トランプ陣営や共和党は、今回の大統領選を決定するとも言われているペンシルヴェニア州やノースカロライナ州について、3日以降に郵便で届く票の集計を阻止しようと提訴していたが、連邦最高裁は10月末にこれを却下した。

軍関係者の在外投票など投開票日の後に届く票などを数え続けるのは、アメリカの選挙で普通のことだが、トランプ氏はこれが不当だと繰り返している。

トランプ氏は2日、この最高裁判断は「市内の暴力につながる」、「野放図な不正を許し、この国の法制度そのものを損なう」と根拠なくツイートしたり、ペンシルヴェニア州での支持者集会で「危険な判断だ。具体的に危険だ」と強調した。
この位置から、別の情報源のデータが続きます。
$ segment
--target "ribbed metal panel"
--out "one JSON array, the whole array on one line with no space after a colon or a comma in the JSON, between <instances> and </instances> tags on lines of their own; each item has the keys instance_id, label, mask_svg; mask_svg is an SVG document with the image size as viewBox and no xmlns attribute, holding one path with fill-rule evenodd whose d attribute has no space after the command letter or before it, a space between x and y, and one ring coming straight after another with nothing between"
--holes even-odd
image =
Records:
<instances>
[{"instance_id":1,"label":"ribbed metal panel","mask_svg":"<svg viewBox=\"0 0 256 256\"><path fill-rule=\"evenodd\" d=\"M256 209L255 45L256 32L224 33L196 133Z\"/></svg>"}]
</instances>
ツイッター社はこのツイートについてただちに、「選挙やその他の公民プロセスについて誤解につながりかねない」内容だと警告を表示した。

大票田テキサス州では、共和党がヒューストンのドライブスルー投票所で期日前に投じられた12万7000票を無効にするよう、提訴していた。州法は屋根のない移動式投票所を認めていない、ドライブスルー投票は不正につながるというのが根拠だった。

これに対して連邦地裁は、期日前のドライブスルー投票所は州法でも合法だと判断。「指示通りに期日前に投票した12万人以上の有権者の票を無効にすることは、公共の利益にそぐわない」と述べた。